En el siglo XVIII Beccaria señalaba parecerle absurdo que las leyes, expresión de la voluntad pública, detesten y castiguen el homicidio, el cual lo cometen ellas mismas y que para alejar a los ciudadanos del asesinato, ordenen uno público. Esto es volver a tiempos superados del Circo Romano, de la Santa Inquisición, de las ordalías y de la oprobiosa guillotina, que daban satisfacción al morbo público que con enfebrecida algarabía no se perdía la visión de esos crueles espectáculos.

En el Constituyente de 1917, durante la discusión sobre la pena de muerte, el diputado Ríos levantó la voz expresando: “si no queréis que se mate, empezad vosotros señores asesinos… (y al Estado le cuestionaba)… ¿no es absurdo pensar que se pueda ordenar una muerte pública para prohibir a los ciudadanos el asesinato?

Eduardo Frey ex presidente de Chile, respecto a la aplicación de la pena de muerte manifiesta: “no puedo creer que para defender la vida y castigar al que mata, el Estado deba a su vez matar. La pena de muerte es tan inhumana como el crimen que la motiva”. De igual manera el juez Sachs del Tribunal Constitucional Sudafricano sustenta en 1995: “todas las personas deben tener derecho a la vida.
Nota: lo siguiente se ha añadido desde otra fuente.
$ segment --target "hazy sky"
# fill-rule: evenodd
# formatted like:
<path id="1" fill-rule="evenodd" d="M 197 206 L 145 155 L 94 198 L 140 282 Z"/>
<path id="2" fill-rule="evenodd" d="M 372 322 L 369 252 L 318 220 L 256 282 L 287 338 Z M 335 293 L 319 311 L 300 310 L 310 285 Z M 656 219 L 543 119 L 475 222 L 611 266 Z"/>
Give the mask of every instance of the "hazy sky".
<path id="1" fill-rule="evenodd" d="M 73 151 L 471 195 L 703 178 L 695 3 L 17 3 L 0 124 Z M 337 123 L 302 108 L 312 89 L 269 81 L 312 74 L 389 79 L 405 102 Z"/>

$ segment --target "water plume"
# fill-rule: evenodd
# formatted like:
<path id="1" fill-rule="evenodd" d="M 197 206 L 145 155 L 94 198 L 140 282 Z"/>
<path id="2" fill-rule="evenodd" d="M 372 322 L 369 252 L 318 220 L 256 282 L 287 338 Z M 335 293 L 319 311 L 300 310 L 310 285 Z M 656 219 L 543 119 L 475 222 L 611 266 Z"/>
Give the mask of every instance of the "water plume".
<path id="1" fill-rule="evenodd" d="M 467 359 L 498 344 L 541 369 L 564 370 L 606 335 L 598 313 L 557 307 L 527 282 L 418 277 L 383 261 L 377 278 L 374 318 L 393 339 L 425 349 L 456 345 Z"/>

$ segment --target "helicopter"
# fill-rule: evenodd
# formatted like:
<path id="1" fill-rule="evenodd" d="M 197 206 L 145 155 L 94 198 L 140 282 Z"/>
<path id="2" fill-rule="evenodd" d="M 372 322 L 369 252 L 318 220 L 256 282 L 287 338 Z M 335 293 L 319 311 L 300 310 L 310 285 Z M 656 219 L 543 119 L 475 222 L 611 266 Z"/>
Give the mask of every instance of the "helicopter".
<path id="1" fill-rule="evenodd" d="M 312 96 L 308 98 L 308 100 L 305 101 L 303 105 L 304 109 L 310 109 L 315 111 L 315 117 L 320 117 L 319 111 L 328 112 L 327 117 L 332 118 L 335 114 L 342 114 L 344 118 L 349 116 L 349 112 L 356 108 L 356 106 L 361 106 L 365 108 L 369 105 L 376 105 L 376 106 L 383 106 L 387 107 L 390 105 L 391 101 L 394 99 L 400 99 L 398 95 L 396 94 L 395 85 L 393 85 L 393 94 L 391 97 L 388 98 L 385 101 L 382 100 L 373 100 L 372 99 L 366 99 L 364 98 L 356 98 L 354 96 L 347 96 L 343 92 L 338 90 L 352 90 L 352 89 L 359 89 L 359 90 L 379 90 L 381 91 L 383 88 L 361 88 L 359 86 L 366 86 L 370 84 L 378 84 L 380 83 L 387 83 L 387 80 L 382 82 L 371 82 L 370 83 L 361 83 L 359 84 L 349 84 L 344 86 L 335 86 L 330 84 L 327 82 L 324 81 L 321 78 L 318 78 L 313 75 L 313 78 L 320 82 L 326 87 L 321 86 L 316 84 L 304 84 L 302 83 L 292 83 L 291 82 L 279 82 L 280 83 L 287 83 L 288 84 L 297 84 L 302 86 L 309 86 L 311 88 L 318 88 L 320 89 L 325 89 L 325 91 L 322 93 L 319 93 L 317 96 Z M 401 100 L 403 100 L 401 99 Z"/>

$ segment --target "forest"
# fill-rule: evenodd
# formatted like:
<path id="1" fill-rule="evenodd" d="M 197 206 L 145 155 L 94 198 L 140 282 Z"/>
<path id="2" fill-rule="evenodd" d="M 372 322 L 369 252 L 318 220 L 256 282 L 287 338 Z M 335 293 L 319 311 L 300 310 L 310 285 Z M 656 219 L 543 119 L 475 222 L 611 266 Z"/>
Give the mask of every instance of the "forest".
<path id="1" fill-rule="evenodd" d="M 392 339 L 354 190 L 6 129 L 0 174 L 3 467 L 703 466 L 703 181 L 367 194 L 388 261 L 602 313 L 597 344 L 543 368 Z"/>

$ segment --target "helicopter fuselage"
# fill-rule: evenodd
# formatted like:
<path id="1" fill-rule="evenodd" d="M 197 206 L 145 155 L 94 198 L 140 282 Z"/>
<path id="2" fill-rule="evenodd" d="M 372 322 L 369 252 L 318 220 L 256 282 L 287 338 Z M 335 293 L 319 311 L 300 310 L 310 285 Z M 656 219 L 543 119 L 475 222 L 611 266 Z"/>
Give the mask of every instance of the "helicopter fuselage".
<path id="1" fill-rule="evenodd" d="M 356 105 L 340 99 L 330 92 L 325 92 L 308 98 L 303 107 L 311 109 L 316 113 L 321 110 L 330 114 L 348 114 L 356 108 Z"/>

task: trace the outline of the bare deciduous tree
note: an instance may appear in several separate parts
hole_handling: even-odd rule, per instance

Si no es así, el asesino adquiere involuntariamente una definitiva y perversa victoria moral al convertir al Estado también en asesino, reduciendo de esa manera el aborrecimiento de la sociedad hacia la extinción deliberada de otros seres humanos”. En ese mismo tono, el 17 de febrero de 2003 Vicente Fox Quesada manifiesta: “De manera personal y como presidente de la República me opongo totalmente a que en este país se establezca la pena de muerte. Creo que todos los países democráticos, quienes creemos en el ser humano no apoyamos la pena de muerte. Yo rechazo tajantemente esto en nuestro país”. Tal declaración es congruente con la denuncia que presentó México en contra de los Estados Unidos de América ante la Corte Internacional de Justicia de La Haya para evitar la ejecución de 54 de nuestro compatriotas condenados a la pena capital, pues no sería comprensible que a nivel internacional repudiemos su aplicación y a nivel interno sí deseáramos aplicarla. Inclusive la Corte Internacional de Justicia de La Haya condenó moralmente a Estados Unidos de América y ordenó la suspensión de la ejecución de 3 condenados a la pena capital y está a la espera ilusoria de que Estados Unidos acate dicha resolución.